Urist chokes a bit on his drink, but still adamantly refuses to spit out a single drop. "Ya should've opened with tha', ya willy!"
"Like I said, I haven't been sleeping very good. Anyway, Cathy said she couldn't find a trail of Esstrey anywhere, not just that she got eaten by The Goddess or something, but more like the local interdimensional has no idea where someone went. You know how much Cathy liked Esstrey, and if anyone would know this stuff, it would be her. Cathy said that if Esstrey disappeared like she did, she could have gone somewhere instead of being dead. Cathy said it's likely Luna shunted her off somewhere instead of killing her." Despite the many mugs of alcohol at the table, Urist still nods in actual understanding.
"Aye, but tha' just means she really is gone, least she ain' dead again." Another empty mug joins the wall, and the bartender makes a daring trip to bring more alcohol to the dwarf.
"I'm just surprised the Coalition of Nations hasn't dissolved yet, I was sure the whole Solar-Mazurian rivalry would start all over again the moment the squids got fucked off." Kyla leans back, and yawns.
"Lass, we awoke the damn moon, who turned out tha' be Luna herself, stopped invadin' squids, an' t'was revealed it was tha' second time this happened. Tha' people responsible were all our enemies, an' tha theocs still be in a civil war bout' tha'. Folks want us ta stay united." The dwarf goes to down another mug, but stops himself for a moment, and reaches to a small pile of fish sticks.
"When you put it like that I guess it makes some sense, by the way I thought you might want to know, but the kids from the summoning are all still fine. They were really shaken up about the whole 'hey, your teacher tried to sacrifice this planet to bring you guys home' thing."
"Well, let's hope those lads won't follow in her footsteps, a'd hafta' blow 'em up otherwise. Since ya knew, I'm assumin' ye been spendin' more time with fancypants?" Urist very slowly munches on a fish stick, while staring at the mermaids who entered. Kyla's face goes incredibly red at Urist's words, but he doesn't notice it as he's too busy staring at larger fish sticks.
"Y-yes, we made it official, our classroom is invited for it, you included of course." Urist's stare at the mermaids is noticed, who at first look confused, then offended, then terrified. They know that anyone who could have been a friend of lady Esstrey had to have some screws loose.

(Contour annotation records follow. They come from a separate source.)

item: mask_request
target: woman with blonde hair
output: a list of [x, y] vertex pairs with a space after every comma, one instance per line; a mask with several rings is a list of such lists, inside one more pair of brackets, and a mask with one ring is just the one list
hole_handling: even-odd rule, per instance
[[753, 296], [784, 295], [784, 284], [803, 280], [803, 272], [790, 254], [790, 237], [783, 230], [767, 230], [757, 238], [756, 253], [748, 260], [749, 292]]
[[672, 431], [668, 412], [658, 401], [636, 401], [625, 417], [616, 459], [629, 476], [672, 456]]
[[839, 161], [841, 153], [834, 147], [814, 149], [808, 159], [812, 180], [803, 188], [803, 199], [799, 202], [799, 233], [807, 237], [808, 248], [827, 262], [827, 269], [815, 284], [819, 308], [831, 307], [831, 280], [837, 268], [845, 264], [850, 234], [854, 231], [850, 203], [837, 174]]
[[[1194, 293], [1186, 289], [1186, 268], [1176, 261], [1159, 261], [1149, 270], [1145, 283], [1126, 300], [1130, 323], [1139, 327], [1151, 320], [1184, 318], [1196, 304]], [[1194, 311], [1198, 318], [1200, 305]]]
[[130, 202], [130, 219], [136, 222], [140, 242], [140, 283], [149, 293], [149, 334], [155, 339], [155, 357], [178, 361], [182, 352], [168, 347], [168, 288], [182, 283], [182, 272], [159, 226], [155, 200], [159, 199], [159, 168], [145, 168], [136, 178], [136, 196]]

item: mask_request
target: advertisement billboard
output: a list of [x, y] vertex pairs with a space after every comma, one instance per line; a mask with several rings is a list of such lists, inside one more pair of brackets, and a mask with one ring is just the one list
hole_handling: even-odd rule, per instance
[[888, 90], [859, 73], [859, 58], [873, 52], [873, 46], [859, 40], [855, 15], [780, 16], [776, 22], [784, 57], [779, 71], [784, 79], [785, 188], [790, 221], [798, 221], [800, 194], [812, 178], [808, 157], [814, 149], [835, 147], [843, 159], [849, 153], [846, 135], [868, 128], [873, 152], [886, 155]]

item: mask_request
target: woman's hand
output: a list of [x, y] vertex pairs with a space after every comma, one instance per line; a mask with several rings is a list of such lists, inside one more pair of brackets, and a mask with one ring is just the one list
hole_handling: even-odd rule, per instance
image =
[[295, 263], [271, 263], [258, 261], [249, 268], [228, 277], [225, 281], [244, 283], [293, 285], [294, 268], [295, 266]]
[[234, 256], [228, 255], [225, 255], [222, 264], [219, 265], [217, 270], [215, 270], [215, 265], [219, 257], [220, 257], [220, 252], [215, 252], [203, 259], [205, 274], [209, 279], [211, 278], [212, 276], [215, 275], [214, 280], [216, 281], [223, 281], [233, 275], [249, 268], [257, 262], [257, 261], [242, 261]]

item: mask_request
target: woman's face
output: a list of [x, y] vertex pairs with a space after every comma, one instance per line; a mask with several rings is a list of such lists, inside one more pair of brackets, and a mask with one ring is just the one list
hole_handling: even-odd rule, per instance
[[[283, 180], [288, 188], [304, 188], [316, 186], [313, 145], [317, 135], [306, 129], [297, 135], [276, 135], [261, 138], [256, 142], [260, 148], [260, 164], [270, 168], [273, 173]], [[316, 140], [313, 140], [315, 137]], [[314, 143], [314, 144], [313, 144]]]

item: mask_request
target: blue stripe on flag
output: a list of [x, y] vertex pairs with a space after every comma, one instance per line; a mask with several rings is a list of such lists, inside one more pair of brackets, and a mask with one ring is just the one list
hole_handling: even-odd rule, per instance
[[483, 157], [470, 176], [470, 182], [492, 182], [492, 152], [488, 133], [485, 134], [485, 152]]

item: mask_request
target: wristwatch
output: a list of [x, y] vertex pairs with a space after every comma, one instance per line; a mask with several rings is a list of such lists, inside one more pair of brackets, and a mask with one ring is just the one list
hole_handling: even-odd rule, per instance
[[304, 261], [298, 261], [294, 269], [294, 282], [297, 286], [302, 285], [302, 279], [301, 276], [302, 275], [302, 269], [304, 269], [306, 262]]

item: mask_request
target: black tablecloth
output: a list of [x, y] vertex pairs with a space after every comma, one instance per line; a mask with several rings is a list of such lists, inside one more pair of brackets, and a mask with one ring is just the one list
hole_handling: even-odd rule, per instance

"Did Xygar evah figure out tha' cancer thingy? He invested into tha' a lot." Urist keeps staring at the mermaids who quickly signal for their escorts to leave the bar, the fish stick in his mouth and eyes on the mermaids the entire time.
"Yeah, he did, at least most of it. He said in a seminar that the disease is too complicated to universally fix, and that it isn't technically a disease, but that it has become treatable now. The old Emperor really is a gracious man, since he apparently arranged for funds to be allocated en masse for Xygar's project." Kyla rubs her hands in nervousness, and Urist isn't nearly sober enough not to notice. She has said a few things too much.
"Ya know, ya nevah did say what ya used tha' favor of tha' old emperah for." Urist narrows his eyes at The Demon Lord, who tries desperately to hide from the gaze of the small man.
"I-I may have asked the Emperor for a b-blessing of a sort. The main thing I had always wanted was peace, and he told me that this was the best way for a lengthy peace." Urist's facial features are normally rather well hidden beneath his beard, but there is an unmistakable smile coming from underneath.
"HA! Fancypants didn't stand a lick of a chance! Where tha party at? Ah need ta know if I need tha bring bettah booze." The dwarf empties another mug, having finally finished his small snack.
Kyla straightens herself, and stands with the confidence only The Demon Queen, and one of the leaders of the Coalition of Nations could stand.
"We both felt it was only natural if we held it right here at Esstrey's landing."